On September 13th, I went to my regular OB/GYN appointment. I was actually feeling a little better that day, probably because the appointment was earlier and I hadn’t been to work yet. I sat in the waiting room, leafed through a magazine, and admired the outfit of the beautiful woman sitting across from me. I thought to myself that since I still had almost seven weeks to go before my due date that I should probably buy one more maternity outfit. The nurse called me back to the room and then took my blood pressure. That was when everything changed. My normal non-pregnant blood pressure tended to run pretty low, somewhere in the 110/68 range. When the nurse read the numbers that morning, they were 190/110. The doctor came in and repeated the test and got the same numbers. He sent me straight to the hospital. I hung out in triage and after some medicine and rest, the numbers started to come down and they decided to admit me for at least one night to see what would happen.
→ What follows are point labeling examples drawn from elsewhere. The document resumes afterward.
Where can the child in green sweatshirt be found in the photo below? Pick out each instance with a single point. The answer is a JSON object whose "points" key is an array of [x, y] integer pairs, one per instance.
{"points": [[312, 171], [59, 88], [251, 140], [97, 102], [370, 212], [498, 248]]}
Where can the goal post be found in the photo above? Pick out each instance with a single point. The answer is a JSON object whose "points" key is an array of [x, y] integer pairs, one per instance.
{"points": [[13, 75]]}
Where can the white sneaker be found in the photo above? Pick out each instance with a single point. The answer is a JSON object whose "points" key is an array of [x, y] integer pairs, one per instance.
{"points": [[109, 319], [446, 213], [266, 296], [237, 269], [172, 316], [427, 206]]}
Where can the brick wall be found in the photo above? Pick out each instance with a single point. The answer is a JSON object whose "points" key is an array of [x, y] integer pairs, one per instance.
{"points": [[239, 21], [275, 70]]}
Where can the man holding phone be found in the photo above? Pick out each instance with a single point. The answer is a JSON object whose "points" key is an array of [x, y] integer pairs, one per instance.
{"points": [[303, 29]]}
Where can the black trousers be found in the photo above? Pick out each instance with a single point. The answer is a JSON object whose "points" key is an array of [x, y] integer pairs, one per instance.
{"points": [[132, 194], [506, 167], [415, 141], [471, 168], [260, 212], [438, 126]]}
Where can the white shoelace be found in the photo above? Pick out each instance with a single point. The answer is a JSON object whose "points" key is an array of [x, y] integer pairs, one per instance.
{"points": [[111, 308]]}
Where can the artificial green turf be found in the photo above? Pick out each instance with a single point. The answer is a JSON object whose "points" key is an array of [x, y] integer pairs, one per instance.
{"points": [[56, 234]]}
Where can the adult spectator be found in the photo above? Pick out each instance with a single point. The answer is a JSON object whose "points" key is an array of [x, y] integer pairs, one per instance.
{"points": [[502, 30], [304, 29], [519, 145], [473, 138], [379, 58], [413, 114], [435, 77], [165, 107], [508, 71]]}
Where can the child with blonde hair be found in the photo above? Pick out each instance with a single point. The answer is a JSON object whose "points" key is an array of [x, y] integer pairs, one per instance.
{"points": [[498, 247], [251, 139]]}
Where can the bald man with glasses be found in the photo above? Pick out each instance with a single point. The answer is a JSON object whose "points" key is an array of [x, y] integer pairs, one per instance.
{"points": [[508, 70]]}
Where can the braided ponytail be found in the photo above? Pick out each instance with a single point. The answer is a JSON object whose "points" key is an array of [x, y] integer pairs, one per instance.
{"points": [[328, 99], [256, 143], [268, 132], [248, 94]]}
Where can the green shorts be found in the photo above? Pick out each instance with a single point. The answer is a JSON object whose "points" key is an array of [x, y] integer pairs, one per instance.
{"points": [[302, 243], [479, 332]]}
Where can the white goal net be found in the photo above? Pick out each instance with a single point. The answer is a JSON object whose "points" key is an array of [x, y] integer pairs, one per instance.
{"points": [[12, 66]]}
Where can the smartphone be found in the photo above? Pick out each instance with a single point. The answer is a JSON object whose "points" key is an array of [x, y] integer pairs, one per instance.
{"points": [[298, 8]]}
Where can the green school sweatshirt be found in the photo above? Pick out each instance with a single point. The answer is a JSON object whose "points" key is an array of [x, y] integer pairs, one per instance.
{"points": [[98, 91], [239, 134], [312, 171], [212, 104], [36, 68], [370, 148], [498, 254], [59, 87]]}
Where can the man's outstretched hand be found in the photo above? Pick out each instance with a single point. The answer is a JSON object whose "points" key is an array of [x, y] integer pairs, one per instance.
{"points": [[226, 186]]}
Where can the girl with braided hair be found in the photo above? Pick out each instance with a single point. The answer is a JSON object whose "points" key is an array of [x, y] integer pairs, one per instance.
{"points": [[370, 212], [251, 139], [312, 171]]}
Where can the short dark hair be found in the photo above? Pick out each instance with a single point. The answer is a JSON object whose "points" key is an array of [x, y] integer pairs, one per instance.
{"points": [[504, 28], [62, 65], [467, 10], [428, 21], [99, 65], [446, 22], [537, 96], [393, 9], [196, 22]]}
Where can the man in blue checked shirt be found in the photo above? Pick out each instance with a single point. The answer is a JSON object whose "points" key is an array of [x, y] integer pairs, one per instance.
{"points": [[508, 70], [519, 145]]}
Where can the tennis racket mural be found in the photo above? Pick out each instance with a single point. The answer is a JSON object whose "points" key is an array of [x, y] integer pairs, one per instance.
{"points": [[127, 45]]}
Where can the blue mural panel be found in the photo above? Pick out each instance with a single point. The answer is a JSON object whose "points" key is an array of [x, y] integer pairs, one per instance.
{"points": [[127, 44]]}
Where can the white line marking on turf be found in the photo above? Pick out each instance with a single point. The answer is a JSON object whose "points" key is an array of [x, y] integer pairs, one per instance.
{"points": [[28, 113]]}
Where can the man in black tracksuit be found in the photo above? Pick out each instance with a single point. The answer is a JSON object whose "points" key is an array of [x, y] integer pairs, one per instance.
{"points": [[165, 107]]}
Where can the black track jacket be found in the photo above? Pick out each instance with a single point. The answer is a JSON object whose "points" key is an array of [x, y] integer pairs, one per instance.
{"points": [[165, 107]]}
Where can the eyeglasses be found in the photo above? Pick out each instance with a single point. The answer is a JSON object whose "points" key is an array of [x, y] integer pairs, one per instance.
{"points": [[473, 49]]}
While I was waiting for my room, I had a placental abruption and fifteen minutes later, Abigail was born by emergency c-section. And, my life has never been the same.
By all indicators, both Abigail and I made it through our scary ordeal completely unscathed. She wasn’t breathing when she was born and had to spend a week in the NICU but now she is a happy, intelligent, stubborn, funny almost eight-year-old. I spent 24 hours after surgery in a high risk room with round the clock care and a continuous magnesium sulfate drip but recovered quickly and I don’t seem to have any lasting consequences.
But, every September, I start to feel a surge of sadness that I can’t quite shake. I start to play the “what if” game. What if I hadn’t had a doctor’s appointment that day? What if I hadn’t been at the hospital when the abruption happened? Three years ago, I thought that I might be moving past it all, but then, that September, Abigail started having something that looked for all the world like nocturnal seizures (she ended up having a periodic limb movement disorder that was alleviated when we removed her tonsils). And September again became a time of anxiety.
This year, though, September is going to be different. I love September – it is a month of new beginnings, the last grasp of summer, the beginning of fall. The month my sister was born. The month my baby was born. The month that could hold so much joy, if only I would let it. Maybe I’m feeling this way because the last few months have been exhausting, emotionally and physically and I’m ready for a change and I’m not willing to to sacrifice time that I could be joyful dwelling in the past. Whatever the reason, this year I’m taking back September.